Before we could react, before we could put a gun to his head and put him out of his misery, he had already grabbed Franco by the leg and bit into his calf muscle.
And the old man did not let go.
Franco fell back screaming. He was trying to shake it off. But the man had locked his jaw around Franco’s leg and he wasn’t letting go.
Franco continued to scream and shout. “Get it off me!”
Drake grabbed the thing by its hair and put his sidearm up to its temple. He blew its brains out all over the desert.
Franco had gone into shock. He threw up. He was shaking and shivering. There was a huge bloody wound in his lower leg where the thing had bitten into him.
I called it in.
The containment crew chopper showed up five minutes later. A team of guys in yellow HAZMAT suits piled out. Two of them strapped Franco to a stretcher and got him into the chopper.
The rest got to work securing the area.
They located the three other bodies and threw them into a shallow ditch. They doused them in fuel and set them on fire.

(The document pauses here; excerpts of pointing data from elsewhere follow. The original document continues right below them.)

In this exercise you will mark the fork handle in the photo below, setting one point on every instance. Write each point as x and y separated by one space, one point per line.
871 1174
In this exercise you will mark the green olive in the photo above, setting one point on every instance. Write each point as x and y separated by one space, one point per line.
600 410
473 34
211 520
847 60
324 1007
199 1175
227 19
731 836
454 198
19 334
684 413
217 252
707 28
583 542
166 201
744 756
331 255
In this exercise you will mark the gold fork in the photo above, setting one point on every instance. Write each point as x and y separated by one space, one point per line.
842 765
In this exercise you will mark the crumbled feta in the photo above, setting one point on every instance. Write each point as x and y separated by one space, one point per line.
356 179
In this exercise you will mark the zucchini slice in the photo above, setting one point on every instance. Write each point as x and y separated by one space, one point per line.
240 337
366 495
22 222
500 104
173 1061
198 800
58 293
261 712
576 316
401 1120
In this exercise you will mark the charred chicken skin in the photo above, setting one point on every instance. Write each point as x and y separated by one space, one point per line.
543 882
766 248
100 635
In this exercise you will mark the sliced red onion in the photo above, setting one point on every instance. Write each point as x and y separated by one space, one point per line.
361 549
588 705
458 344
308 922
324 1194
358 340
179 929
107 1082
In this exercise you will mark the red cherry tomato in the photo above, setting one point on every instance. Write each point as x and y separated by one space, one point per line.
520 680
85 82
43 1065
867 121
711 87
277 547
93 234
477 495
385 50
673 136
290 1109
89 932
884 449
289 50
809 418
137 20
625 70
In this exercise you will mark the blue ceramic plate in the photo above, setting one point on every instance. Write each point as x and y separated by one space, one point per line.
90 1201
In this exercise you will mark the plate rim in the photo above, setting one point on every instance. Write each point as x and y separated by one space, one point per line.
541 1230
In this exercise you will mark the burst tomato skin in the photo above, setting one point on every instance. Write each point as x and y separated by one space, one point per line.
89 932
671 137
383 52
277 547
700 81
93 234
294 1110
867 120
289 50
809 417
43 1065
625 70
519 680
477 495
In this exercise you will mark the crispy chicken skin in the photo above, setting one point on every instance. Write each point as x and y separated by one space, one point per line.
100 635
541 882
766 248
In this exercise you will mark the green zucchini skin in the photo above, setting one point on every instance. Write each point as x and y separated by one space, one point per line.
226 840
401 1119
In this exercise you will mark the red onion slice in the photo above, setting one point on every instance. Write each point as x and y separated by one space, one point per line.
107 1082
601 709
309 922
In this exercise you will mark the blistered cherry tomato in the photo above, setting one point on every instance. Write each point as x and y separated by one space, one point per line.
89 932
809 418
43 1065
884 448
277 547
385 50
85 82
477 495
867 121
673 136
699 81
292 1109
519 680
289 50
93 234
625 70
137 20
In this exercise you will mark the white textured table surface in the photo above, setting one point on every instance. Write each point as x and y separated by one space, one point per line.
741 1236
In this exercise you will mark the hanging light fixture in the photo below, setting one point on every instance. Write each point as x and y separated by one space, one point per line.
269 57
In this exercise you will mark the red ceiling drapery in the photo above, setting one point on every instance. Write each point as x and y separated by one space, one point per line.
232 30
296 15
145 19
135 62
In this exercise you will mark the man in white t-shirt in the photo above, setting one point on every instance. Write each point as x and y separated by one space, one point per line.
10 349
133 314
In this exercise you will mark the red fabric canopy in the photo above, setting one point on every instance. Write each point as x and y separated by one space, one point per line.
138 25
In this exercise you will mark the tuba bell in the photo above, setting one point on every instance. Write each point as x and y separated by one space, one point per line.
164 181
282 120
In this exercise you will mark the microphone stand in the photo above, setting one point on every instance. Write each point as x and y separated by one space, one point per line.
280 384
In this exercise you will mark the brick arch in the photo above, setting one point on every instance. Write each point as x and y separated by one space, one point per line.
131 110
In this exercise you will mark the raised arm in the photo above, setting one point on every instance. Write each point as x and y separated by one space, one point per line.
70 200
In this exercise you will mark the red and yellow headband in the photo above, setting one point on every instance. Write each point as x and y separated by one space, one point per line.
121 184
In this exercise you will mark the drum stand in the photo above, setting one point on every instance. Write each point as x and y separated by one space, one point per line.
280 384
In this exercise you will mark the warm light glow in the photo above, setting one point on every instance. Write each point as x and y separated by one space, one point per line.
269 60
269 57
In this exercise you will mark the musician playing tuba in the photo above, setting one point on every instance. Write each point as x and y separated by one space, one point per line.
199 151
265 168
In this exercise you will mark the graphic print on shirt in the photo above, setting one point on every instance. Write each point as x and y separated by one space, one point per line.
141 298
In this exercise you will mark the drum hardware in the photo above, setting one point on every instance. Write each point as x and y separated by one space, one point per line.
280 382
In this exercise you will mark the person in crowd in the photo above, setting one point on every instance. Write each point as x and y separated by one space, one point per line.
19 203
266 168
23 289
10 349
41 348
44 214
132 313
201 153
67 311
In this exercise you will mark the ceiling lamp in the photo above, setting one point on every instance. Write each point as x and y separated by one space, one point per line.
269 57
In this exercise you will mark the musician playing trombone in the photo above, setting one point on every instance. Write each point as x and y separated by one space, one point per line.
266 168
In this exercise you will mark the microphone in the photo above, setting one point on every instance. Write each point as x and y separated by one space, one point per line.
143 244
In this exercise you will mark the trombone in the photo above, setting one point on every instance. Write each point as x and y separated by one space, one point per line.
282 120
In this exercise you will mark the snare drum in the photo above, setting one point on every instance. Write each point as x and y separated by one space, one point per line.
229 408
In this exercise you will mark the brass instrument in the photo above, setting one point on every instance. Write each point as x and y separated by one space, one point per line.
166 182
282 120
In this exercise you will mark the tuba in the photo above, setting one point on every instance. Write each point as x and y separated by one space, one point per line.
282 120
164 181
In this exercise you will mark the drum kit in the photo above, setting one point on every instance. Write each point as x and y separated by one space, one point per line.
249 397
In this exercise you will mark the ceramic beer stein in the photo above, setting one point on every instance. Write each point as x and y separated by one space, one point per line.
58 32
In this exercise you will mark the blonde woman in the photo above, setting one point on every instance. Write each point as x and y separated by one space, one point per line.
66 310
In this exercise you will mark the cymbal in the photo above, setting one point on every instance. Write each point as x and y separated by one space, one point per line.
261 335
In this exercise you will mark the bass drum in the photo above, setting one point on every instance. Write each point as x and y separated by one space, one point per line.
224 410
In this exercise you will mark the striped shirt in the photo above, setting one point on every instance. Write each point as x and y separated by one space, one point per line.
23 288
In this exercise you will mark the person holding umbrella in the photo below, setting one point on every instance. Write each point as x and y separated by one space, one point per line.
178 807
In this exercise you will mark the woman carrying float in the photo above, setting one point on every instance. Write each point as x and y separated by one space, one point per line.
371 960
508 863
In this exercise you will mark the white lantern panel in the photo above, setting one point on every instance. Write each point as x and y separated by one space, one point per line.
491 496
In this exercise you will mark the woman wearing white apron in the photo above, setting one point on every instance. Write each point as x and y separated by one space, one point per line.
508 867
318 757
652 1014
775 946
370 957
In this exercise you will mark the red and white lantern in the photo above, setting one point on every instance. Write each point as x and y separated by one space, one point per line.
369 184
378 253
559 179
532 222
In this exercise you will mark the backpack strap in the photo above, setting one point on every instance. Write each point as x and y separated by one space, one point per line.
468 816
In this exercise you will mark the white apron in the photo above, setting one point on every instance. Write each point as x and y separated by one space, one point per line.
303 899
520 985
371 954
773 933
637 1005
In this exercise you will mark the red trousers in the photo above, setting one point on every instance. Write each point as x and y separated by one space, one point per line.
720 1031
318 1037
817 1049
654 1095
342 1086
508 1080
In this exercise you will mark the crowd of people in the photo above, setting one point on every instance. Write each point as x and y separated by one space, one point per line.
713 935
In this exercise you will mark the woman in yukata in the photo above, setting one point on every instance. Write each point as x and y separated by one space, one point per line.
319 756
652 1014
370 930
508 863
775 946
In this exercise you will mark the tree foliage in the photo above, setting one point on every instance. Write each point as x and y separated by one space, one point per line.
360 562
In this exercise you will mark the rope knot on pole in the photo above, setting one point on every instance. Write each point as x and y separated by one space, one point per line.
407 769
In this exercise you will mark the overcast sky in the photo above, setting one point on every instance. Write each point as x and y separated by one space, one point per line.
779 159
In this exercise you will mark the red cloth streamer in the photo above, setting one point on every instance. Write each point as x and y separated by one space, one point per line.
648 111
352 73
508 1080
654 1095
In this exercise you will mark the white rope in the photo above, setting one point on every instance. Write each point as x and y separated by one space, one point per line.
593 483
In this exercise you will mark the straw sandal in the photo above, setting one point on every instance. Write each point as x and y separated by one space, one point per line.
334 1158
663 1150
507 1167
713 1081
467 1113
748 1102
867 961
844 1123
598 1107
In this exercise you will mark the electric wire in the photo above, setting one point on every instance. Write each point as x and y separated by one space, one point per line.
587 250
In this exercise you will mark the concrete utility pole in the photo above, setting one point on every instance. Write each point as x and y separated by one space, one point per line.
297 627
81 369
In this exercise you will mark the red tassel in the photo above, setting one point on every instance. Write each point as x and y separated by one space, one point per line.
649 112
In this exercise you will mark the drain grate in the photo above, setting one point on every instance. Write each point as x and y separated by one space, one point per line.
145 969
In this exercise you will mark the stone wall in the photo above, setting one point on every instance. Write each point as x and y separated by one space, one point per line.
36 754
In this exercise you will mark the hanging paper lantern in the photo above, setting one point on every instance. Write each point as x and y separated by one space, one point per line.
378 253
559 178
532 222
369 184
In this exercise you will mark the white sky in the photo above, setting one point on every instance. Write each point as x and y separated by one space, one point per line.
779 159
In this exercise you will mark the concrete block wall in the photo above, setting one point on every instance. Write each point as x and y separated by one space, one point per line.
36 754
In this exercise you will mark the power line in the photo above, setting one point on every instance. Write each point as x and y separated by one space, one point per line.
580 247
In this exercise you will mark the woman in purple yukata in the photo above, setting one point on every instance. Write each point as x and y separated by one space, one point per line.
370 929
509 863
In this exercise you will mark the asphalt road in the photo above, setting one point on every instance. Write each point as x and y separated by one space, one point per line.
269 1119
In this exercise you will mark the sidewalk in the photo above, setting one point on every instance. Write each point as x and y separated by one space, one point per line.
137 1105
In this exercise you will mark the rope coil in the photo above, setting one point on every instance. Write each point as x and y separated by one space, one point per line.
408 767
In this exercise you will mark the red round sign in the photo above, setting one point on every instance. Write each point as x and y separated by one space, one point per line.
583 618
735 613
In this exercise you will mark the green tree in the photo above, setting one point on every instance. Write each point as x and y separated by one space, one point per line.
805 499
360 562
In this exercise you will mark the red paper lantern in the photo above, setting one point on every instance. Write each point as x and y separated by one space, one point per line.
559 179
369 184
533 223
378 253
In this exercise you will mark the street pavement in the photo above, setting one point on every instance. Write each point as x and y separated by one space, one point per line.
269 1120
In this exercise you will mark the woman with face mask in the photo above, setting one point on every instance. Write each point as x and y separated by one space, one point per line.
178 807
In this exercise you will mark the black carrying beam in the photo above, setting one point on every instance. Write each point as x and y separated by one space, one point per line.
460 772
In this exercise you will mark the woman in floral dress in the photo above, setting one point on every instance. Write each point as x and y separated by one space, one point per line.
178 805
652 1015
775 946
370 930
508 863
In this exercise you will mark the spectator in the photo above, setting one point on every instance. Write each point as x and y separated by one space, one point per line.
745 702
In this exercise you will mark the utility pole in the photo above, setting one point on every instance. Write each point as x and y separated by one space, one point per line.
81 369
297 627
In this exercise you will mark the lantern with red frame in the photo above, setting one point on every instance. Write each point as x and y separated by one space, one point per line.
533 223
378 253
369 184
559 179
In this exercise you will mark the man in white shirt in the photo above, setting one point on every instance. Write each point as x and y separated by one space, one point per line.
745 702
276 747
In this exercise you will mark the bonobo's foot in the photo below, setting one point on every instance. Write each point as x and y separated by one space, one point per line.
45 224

They watched them burn for a few minutes before they got back in the chopper.
And just like that, they were gone.
As Franco was airlifted away I watched the helicopter until it disappeared over the horizon. It was headed somewhere towards the military testing site. Complete opposite direction to the hospital. Maybe there was another hospital. Maybe they wanted to keep him separate from the public and the soldiers because he had been bitten. I don’t know.
Everything happened so damn fast. We didn’t get a chance to ask where they were taking him.
Way off in the distance, I could also see black smoke rising up into to sky. It looked like it was coming from the Unofficial Immigration Center.
I looked to the east. There was nothing but miles and miles of flat, desolate land. For a fleeting moment I thought about running away, off into the desert.
Walking away from all this madness.
But then Drake said, "Come on. We still got a job to do. Stay frosty.”
He patted me on the shoulder and went off to find a spot to watch for anyone else trying to escape the quarantine.
He was putting on a brave face but I knew he was just as worried.